Moscow — Maybe Teddy Kennedy can make it after all. Better him than a "hypocritical" President Carter or an "anti-Soviet" Ronald Reagan. This is the latest, post-primary, pre-convention version of the US election campaign to emerge from commentaries in the Soviet press -- commentaries that combine a wistful leaning toward Senator Kennedy, a deep distaste for President Carter, lingering but muted dislike of Mr. Reagan, and puzzlement at John Anderson.
Mr. reagan is not criticized very much -- reflecting what is seen here as a grudging Kremlin realization that he might win. But he latest commentaries imply the hope that Mr. Kennedy might somehow make it, after all.
The New York correspondent of Pravda, Tomas Kolesnichenko, stresses that Senator Kennedy intends to carry his fight into the convention. Both Mr. Kolesnichenko and an observer for the newspaper Socialist Industry (like Pravda, published by the Central Committee of the Communist Party) describe the Kennedy hope of freeing delegates from first-ballot commitments
The Pravda correspondent noted that Mr. Carter had lost a bloc of Northeastern states. The Carter delegate count was a "paper majority" and "simple arithmetic" could not be used in this campaign.

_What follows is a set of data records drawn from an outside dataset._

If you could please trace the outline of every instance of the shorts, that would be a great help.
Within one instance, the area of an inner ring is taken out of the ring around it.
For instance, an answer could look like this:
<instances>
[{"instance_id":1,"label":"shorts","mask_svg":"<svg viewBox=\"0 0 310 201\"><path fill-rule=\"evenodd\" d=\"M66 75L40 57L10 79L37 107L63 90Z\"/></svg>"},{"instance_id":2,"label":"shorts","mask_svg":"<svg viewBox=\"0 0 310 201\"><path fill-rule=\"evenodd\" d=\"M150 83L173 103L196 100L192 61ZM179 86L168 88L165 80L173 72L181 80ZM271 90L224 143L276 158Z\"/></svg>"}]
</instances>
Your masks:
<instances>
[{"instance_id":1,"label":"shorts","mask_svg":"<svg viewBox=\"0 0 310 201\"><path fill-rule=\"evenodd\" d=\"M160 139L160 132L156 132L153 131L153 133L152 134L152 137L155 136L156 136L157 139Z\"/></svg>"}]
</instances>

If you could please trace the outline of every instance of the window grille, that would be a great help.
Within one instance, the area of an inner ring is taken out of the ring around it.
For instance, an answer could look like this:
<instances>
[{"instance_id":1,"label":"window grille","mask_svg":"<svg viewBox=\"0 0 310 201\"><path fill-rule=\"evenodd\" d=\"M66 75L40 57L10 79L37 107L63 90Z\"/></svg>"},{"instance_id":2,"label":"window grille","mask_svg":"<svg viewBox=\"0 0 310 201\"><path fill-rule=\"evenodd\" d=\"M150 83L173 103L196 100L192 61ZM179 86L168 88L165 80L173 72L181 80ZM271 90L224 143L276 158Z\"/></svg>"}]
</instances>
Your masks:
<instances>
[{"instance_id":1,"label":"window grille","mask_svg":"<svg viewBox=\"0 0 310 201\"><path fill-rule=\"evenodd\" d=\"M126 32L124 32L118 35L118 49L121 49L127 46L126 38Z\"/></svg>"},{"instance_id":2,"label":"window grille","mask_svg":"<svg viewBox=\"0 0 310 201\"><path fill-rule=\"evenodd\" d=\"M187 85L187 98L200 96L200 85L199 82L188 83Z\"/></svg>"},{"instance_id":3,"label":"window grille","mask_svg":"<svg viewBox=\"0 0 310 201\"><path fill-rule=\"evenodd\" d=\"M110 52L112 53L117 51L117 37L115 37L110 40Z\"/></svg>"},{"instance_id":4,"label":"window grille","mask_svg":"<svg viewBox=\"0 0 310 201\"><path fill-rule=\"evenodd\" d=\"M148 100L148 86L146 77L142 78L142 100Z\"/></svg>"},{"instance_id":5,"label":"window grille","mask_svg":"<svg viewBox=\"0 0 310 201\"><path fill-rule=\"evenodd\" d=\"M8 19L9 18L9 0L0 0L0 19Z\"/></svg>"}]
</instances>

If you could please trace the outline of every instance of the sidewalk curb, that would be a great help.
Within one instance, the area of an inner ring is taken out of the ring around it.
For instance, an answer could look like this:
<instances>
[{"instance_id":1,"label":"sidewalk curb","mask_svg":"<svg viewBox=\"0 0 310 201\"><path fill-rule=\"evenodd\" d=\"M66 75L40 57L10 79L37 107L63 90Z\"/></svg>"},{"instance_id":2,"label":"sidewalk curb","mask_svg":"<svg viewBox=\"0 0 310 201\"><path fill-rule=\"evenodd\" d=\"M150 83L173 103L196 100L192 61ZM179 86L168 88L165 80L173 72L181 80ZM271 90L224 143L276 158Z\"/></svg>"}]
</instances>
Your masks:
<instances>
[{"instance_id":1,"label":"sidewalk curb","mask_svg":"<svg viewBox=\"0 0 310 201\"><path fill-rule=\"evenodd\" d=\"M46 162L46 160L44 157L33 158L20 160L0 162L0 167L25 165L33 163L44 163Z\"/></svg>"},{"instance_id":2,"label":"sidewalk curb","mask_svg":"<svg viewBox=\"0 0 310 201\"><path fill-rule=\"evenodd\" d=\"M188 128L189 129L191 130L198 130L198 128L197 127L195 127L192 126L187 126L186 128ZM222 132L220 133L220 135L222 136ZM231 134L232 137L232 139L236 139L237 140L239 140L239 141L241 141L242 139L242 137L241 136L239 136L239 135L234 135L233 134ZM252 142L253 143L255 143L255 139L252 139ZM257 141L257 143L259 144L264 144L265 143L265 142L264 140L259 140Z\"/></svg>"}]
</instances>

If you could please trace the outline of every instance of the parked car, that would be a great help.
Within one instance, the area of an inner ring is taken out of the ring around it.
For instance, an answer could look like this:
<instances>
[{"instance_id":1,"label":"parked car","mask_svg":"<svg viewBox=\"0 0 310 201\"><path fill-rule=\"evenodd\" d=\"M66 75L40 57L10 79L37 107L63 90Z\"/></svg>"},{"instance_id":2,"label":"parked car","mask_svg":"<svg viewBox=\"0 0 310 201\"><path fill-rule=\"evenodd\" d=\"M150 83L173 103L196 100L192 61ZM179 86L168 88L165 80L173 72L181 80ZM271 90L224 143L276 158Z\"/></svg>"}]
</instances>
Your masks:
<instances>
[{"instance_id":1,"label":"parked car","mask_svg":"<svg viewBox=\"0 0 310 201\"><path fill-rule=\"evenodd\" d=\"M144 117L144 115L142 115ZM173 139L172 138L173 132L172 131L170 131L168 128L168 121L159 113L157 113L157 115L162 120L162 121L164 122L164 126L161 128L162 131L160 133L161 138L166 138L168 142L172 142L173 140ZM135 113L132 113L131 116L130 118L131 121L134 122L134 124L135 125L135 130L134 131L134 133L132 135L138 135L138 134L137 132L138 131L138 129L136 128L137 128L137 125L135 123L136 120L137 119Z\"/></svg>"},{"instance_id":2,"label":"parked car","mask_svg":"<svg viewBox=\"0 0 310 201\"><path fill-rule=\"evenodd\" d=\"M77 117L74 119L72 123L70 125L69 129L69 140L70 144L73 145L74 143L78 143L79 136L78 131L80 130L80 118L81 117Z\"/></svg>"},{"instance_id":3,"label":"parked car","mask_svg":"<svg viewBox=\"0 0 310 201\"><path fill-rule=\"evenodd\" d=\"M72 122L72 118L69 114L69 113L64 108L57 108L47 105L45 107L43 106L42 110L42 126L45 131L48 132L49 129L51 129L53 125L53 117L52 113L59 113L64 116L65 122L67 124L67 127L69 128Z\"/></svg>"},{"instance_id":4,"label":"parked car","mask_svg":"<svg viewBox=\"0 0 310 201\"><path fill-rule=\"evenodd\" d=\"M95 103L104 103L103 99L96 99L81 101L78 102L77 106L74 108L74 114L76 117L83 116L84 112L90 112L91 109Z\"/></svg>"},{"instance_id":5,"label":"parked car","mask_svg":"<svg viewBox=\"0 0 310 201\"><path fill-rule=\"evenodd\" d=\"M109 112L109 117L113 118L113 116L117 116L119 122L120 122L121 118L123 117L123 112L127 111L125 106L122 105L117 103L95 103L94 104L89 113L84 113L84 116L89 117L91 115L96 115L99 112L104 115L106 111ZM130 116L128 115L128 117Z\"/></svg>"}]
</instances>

Voters had showed themselves filled with "deep pessimism." They were "dissatisfied" with Mr. Carter's policies and distrusted his competence. Many Democrats didn't bother to vote at all. Many others defected to the Republican side. Opposition to Mr. Carter within the Democratic Party was "very strong" -- Pravda cited New York Gov. Hugh Carey and Sen. Daniel P. Moynihan.
Pravda quoted New York Times columnist James Reston as saying Mr. Carter had lost the confidence of Democratic liberals. No one, Mr. Reston was cited as saying, could see a John Anderson victory, but Mr. anderson might still win a considerable number of votes.
Americans faced a "choice without a choice" -- and had to be on guard in case Mr. Carter launched another foreign-policy initiative to prop up his sagging fortunes.
Echoing the Kremlin line, the Pravda correspondent said Mr. Carter would do much better for peace and for himself by forsaking "silly adventurism" for more detente, support for the SALT II treaty on strategic arms, and disarmament across the board.
Socialist Industry's observer, whose words don't carry as much weight as Pravda's but do represent one line of official thinking, mentioned Mr. Reagan briefly, saying he was singlemindedly anti-Soviet and wanted a strong US defense
Amercians had to choose between his "dangerous and malicious words" and the "hypocritical adventurism" of Mr. Carter.
The observer spent much time trying to analyze Senator Kennedy's prospects. The Kremlin prefers Mr. Kennedy because of his liberalism and because of nostalgia for his late brother, John F. Kennedy.
Senator Kennedy calculates, the commentary said, that changes in both domestic and international events will benefit him at the Democratic convention.
The US economy was in a worse recession than Mr. Carter had predicted. Inflation was growing. Unemployment was spreading at a "catastrophic" rate. A Harris poll showed 75 percent of Americans believing they were in a serious recession and 68 percent believing unemployment would worsen.
The economic situation could not help the President. Nor could the country's "intoxication" with the military chauvinism abroad.
In part the latest commentaries reflect wishful thinking on the part of the men in the Kremlin. So anti-Carter are Soviet leaders that they'll take anyone but him.
Still, the commentaries reflect caution. Much could still happen to upset predictions.
Kremlin leaders are convinced (from their own experience here) that US elections are rigged in advance by a few powerful figures in the US establishment.
But they don't know which way it going to go.
All they know is that they like neither of the two front-runners. Mr. Anderson probably can't win, they think -- and that leaves the Kremlin hoping for a Kennedy miracle.